Ash and hickory are in demand also by the vehicle and agricultural implement industries. They also use considerable oak and compete with the furniture industry to secure what they need of this timber. Most of these plants are located in the Middle West but they draw their timber chiefly from the South. Hickory is a necessary wood to the vehicle industry for use in spokes and wheels. The factories exert every effort to secure adequate supplies of timber from the farm woodlands, sawmills and logging camps. The automobile industry now uses considerable hickory in the wheels and spokes of motor cars.
Most of the stock used by the vehicle industry is purchased green. Neither the lumber nor vehicle industry is equipped with enough kilns for curing this green material. The losses in working and manufacturing are heavy, running as high as 40 per cent. Many substitutes for ash, oak and hickory have been tried but they have failed to prove satisfactory. On account of the shortage and the high prices of hickory, vehicle factories are using steel in place of hickory wherever possible. Steel is more expensive but it can always be secured in quantity when needed. Furthermore, it is durable and very strong.
Thus we see that our resources of useful soft woods and hard woods have both been so diminished that prompt reforestation of these species is an urgent necessity.
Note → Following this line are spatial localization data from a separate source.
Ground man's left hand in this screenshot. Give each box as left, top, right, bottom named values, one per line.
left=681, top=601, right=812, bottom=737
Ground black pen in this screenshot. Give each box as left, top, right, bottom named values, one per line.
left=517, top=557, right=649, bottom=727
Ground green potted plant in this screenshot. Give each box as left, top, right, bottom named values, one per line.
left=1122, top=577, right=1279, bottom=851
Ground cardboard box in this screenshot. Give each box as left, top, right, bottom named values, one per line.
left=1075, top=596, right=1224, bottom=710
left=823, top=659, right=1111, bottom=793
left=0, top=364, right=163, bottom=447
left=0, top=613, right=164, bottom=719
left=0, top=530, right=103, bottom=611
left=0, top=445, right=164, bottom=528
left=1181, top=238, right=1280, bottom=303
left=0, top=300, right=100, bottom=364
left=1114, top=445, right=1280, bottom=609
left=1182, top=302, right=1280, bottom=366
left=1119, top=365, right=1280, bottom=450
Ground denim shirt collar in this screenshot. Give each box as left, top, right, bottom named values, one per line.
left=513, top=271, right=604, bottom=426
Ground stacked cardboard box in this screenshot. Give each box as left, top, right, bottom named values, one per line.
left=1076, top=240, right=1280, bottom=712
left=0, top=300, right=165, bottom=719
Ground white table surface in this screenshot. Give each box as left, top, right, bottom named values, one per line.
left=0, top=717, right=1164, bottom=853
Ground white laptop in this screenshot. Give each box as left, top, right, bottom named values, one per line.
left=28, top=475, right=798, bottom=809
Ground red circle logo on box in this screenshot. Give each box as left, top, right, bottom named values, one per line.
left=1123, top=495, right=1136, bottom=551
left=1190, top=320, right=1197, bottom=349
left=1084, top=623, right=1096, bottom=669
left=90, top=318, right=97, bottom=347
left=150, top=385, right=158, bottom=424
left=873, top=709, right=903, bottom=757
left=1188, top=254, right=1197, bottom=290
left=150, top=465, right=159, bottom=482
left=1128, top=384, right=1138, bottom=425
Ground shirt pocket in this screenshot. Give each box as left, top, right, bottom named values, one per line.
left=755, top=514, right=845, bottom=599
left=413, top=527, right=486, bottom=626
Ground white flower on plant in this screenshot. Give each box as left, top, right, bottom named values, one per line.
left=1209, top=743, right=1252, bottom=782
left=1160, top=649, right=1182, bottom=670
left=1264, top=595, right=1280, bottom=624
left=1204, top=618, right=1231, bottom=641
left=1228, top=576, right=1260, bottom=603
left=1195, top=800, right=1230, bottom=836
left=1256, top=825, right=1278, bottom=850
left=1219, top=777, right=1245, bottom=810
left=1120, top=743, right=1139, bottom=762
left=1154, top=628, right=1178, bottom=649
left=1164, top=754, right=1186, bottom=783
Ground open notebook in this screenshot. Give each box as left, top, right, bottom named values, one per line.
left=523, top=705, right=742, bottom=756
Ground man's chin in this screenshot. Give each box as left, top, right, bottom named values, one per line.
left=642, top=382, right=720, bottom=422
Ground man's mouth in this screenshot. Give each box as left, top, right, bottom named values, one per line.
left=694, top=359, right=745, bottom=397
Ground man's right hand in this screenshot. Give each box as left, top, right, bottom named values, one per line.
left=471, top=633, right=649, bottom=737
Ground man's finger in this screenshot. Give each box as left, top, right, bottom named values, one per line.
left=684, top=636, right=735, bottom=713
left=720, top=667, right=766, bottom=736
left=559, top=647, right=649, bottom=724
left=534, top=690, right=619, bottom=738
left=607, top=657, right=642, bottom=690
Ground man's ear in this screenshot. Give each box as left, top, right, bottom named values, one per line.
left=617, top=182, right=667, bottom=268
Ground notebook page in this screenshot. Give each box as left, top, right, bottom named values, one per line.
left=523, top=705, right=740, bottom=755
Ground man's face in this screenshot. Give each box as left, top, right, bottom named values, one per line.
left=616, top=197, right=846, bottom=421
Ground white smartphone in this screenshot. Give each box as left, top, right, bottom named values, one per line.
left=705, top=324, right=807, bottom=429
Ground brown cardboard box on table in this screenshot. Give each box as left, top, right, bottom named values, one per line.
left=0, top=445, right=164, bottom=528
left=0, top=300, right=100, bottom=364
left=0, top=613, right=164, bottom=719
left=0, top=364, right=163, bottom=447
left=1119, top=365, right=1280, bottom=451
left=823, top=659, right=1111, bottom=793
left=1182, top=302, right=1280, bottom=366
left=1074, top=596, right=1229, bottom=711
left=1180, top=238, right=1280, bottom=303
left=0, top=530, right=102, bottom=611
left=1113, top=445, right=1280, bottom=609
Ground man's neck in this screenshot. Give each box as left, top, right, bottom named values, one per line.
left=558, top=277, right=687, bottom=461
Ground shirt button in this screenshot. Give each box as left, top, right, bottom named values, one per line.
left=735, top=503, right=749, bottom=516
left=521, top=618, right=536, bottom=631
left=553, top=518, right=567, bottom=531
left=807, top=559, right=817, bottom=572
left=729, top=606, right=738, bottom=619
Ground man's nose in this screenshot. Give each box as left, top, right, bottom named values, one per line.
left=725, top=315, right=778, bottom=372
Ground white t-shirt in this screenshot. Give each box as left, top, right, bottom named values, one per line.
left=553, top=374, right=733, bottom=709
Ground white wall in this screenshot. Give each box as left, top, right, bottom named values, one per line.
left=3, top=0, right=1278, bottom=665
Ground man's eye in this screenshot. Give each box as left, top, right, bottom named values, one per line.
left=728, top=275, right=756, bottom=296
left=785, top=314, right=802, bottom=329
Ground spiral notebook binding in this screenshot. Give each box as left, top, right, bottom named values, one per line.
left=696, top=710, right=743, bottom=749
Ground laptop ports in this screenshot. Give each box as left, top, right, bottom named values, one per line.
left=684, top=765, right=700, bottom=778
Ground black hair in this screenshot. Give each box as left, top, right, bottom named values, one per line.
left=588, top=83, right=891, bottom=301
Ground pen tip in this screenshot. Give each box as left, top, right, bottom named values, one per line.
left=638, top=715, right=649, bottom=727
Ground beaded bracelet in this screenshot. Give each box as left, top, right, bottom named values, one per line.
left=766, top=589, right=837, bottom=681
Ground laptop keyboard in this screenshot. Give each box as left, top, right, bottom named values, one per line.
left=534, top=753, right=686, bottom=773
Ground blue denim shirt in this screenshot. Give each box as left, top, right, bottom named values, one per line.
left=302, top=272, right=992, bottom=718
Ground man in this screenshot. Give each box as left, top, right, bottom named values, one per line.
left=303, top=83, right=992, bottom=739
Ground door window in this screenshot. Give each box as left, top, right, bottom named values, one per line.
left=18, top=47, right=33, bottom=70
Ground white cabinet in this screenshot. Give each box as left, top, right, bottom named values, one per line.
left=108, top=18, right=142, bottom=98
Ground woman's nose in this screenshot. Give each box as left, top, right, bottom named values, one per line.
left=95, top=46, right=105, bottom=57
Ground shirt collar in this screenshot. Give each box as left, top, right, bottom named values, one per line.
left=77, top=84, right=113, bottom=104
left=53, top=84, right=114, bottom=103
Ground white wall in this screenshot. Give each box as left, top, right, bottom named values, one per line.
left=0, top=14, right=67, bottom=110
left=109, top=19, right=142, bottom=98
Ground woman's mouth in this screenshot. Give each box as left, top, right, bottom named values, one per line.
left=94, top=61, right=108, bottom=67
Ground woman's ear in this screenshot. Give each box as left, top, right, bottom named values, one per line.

THE GREATEST ENEMY OF THE FOREST—FIRE
Our forests are exposed to destruction by many enemies, the worst of which is fire. From 8,000,000 to 12,000,000 acres of forest lands annually are burned over by destructive fires. These fires are started in many different ways. They may be caused by sparks or hot ashes from a locomotive. Lightning strikes in many forests every summer, particularly those of the Western States, and ignites many trees. In the South people sometimes set fires in order to improve the grazing. Settlers and farmers who are clearing land often start big brush fires that get out of their control. Campers, tourists, hunters, and fishermen are responsible for many forest fires by neglecting to extinguish their campfires. Sparks from logging engines also cause fires. Cigar and cigarette stubs and burning matches carelessly thrown aside start many forest fires. Occasionally fires are also maliciously set by evil-minded people.